The results of an asset’s prioritization analysis can be applied to its descendant assets. This approach is based on the premise that the equipment and components contained in a system are for the most part of the same priority as the system. Therefore, the analysis is performed at the system level. This reduces the effort required to perform the analysis by analyzing a smaller number of assets.
This approach does not work when an individual piece of equipment’s or component’s priority is different from that of the system. For example, if there is a built-in backup for a particular component, the back-up component’s priority might be less than that of the system.

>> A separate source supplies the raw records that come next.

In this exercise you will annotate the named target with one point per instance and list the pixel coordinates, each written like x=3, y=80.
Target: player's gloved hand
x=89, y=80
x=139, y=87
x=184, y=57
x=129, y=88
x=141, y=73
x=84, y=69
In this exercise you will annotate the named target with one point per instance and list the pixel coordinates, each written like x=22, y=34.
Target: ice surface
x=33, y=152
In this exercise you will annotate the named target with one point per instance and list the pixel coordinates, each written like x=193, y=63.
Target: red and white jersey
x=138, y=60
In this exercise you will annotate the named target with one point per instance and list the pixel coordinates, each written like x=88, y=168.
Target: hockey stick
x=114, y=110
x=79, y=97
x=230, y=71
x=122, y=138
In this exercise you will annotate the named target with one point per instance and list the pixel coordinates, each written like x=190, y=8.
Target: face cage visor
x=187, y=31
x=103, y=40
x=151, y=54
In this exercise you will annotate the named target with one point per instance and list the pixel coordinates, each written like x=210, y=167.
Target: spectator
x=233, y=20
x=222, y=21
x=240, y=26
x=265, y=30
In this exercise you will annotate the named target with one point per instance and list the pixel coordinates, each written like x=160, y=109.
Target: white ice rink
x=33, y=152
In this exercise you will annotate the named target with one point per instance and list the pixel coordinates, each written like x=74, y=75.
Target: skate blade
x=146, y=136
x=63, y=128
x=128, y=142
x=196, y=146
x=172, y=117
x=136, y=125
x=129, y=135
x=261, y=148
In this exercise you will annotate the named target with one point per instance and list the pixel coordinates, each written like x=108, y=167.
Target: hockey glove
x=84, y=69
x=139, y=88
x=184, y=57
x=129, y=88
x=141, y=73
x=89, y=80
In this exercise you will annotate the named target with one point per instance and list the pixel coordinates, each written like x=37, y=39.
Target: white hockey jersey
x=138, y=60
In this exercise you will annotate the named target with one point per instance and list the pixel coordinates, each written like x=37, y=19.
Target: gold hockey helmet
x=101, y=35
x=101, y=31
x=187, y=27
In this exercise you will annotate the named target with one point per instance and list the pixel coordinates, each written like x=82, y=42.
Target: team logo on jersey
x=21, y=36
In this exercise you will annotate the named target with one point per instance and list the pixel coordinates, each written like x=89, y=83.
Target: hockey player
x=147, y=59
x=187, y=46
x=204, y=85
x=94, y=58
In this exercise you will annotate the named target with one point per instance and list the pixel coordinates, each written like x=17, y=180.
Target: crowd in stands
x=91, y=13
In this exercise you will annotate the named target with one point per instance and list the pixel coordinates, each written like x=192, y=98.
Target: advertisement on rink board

In this case, the asset can be added to the analysis and analyzed separately.
Alternatively, the results of an asset’s prioritization analysis can be applied to assets above it in the hierarchy (its ancestors) or assets on the same branch of the hierarchy (its peers).
The two factors used in a prioritization analysis are the potential consequence of the failure when it occurs and the probability that the failure will occur. If the level of the analysis is too high, the resulting estimate of risk associated with the equipment can be misleading. This is illustrated in the following airplane example. If a risk assessment is done at the airplane level, the result is that the entire airplane is considered high risk.
However, simply moving the analysis down to the system level achieves a much different perspective. The structural systems of the airplane have a high consequence if they fail, but they are extremely reliable, having a low failure rate. The airplane propulsion systems have only a medium consequence when they fail because of built-in redundancy. The failure rate is probably higher than the failure rate for structural systems. The relative risk is therefore greater. The comfort systems of the aircraft (such as seats, lights, and entertainment features) have minimal failure consequences; however, failure is much more likely. Again overall risk is low. This result seems more reasonable.

Applying Analysis Results to SAP Equipment and Functional Locations

If APM has been configured to access SAP Plant Maintenance using an external data provider plug-in, you can have ABC indicators updated when the analysis results are applied to assets. Each asset’s referenced equipment or functional location in SAP has its ABC indicator updated using data loading.